Если разобраться, все так и есть.
— Господин сарр Клименсе, это не ответ.
— Тогда: «Он всю жизнь пытался быть порядочным человеком. Далеко не всегда у него получалось, но он хотя бы пытался»
Наверное, не самая удачная эпитафия, но мой ответ был искренним.
— А что вы подразумеваете под словом — порядочность?
В нашей свите теперь есть свой шут. Которому и положено дерзить.
— Надеюсь то же, что и вы.
— Исчерпывающе, — кивнул Синдей с таким видом, как будто ответ я дал ему пространный. — Ну а я, в свою очередь, желал бы, чтобы на моем могильном камне было начертано единственное слово — «Завидуйте!»

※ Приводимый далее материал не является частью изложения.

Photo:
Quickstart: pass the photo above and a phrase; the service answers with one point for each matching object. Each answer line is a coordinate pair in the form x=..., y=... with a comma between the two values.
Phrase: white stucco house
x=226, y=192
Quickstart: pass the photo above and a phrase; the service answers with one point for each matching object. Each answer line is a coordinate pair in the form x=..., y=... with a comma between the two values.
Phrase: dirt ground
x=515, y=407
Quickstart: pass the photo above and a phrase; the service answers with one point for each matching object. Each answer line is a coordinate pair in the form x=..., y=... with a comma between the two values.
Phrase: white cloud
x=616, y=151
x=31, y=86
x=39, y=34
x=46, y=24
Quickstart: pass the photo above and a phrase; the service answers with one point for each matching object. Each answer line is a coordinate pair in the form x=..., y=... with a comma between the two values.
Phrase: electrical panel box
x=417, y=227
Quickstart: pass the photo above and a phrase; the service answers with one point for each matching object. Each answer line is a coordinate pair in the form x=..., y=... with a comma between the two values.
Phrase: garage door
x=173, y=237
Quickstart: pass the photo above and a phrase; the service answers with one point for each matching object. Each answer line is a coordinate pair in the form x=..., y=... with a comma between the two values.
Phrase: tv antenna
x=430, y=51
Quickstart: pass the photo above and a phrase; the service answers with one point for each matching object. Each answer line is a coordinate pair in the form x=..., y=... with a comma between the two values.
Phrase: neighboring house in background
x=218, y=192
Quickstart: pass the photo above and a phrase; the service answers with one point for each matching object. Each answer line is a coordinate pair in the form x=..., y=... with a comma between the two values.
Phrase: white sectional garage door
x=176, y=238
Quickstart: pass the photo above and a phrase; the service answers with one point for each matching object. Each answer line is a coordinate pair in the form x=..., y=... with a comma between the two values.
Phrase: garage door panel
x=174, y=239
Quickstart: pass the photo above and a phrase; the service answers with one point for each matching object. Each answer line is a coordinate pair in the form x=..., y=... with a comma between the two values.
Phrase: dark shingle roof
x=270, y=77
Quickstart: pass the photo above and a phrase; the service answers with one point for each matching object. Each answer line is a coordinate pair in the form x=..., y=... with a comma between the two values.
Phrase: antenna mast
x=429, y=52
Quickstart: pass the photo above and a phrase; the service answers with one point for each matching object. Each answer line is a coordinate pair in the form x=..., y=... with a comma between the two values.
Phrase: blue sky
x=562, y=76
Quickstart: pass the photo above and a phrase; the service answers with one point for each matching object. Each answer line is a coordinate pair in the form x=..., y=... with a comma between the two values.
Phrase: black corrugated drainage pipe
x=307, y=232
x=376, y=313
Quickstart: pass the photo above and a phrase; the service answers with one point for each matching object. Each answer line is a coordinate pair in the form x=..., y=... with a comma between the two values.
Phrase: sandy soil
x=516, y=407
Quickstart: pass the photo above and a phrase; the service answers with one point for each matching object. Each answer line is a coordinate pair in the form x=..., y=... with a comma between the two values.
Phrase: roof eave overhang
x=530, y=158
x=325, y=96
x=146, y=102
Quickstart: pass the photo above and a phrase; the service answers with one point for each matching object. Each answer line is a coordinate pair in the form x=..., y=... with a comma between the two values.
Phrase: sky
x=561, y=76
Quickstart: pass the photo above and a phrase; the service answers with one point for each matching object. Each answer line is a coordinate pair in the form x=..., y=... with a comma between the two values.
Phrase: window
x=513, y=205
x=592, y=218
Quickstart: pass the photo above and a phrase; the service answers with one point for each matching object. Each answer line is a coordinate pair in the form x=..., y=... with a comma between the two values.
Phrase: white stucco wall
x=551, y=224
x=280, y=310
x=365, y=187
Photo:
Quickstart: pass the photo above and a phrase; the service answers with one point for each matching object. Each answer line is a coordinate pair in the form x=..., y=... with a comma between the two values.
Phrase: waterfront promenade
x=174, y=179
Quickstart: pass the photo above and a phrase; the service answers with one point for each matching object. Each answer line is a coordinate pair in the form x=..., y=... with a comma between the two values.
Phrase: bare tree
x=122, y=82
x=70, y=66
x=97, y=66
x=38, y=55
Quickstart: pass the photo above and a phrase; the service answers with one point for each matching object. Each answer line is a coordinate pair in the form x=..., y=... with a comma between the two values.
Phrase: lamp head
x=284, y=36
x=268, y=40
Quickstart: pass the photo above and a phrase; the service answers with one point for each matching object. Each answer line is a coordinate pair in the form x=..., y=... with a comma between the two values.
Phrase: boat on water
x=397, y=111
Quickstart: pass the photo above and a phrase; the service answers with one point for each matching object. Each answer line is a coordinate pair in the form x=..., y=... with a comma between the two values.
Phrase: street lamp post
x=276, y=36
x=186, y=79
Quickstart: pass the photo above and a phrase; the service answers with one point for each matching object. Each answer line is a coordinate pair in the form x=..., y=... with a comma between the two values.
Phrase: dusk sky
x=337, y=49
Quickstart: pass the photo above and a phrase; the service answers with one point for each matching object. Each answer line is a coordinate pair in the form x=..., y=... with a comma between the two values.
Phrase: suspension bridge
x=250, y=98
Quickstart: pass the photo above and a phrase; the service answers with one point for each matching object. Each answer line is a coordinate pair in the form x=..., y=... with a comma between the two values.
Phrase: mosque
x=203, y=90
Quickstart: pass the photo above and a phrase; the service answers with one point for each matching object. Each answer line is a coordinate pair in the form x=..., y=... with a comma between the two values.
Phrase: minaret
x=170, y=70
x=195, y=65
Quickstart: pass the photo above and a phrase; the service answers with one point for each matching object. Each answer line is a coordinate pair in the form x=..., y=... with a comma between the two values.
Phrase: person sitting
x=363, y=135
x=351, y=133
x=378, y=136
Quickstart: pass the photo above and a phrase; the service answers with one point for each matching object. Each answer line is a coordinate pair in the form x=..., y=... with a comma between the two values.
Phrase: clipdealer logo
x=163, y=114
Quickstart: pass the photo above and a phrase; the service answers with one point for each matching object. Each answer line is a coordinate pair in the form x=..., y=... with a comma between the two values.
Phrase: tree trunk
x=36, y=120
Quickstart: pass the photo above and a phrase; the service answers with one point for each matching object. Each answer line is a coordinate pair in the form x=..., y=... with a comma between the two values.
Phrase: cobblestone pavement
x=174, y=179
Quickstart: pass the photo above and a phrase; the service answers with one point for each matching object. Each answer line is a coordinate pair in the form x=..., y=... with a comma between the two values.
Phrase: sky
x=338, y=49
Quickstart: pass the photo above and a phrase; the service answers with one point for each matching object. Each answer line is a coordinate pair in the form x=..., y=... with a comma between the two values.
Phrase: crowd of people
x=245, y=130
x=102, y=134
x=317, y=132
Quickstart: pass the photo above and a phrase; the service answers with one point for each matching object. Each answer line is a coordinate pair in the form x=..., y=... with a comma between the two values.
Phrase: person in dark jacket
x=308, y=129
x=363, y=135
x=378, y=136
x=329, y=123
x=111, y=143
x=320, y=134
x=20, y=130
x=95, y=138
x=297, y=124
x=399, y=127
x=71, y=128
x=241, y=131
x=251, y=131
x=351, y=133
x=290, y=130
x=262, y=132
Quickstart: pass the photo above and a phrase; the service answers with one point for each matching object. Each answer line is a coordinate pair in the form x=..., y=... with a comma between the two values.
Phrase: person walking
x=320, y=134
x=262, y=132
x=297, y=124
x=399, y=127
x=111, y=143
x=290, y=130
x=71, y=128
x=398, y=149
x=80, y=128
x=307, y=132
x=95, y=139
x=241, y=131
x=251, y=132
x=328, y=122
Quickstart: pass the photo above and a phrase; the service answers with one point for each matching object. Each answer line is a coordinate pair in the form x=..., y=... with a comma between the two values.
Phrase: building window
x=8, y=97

— Ну и чему там завидовать? — фыркнул Александр сар Штроукк. — Тому, что вас доедают могильные черви? В то время как другие продолжают наслаждаться всеми прелестями жизни? Браво, маэстро: вы поразили меня в очередной раз!
Это была слабая попытка Александра отомстить.
— Молодости свойственно легкомыслие, — пожал плечами Синдей, отчего широченные поля его соломенной шляпы заколыхались. — И только с возрастом, при условии, что обладаешь достаточным умом, начинаешь понимать: все страсти, желания, чаяния — суета сует. Хотя некоторым в этом смысле везет, и они умны не по годам. Взять, к примеру, господина Даниэля сарр Клименсе.
Понятно, что я сразу же напрягся: развитие его мысли не сулило мне ничего хорошего.
— Человека, который несмотря на свои все еще юные года добился того, чтобы имя его стало широко известно далеко за пределами нашей с вами родной Ландаргии. Всего-то тем, что наколол на кончик своей шпаги десяток-другой людей.
«Больше, Синдей, гораздо больше», — мысленно поправил я, все еще не понимая, куда именно он клонит. — Причем не только шпагой: случались у меня дуэли и на пистолетах».
— Частью законченных негодяев, но и остальные никак не могут служить образчиками добродетели.
— И к чему вы все это произносите? — выдержки мне не хватило.
— Но в последнее время его все чаще посещают мысли, что любая жизнь бесценна, — не обратив никакого внимания на мой вопрос, продолжил Синдей.
«Да, в этом он прав полностью. Непонятно только — откуда он узнал о них, ведь я никогда и ни с кем ими не делился? За исключением Клауса, но вряд ли тот начнет с кем-нибудь обсуждать наши беседы наедине».
— А еще сарр Клименсе мне нравится тем, что научился бороться со своими страстями.
Клаус все чаще на меня посматривал, и в его взгляде ясно читалось: «Даниэль, я тебя не узнаю! С твоим-то языком, нет ничего проще заткнуть ему рот единственным язвительным замечанием. В то время как ты продолжаешь внимательно слушать весь тот бред, который он несет».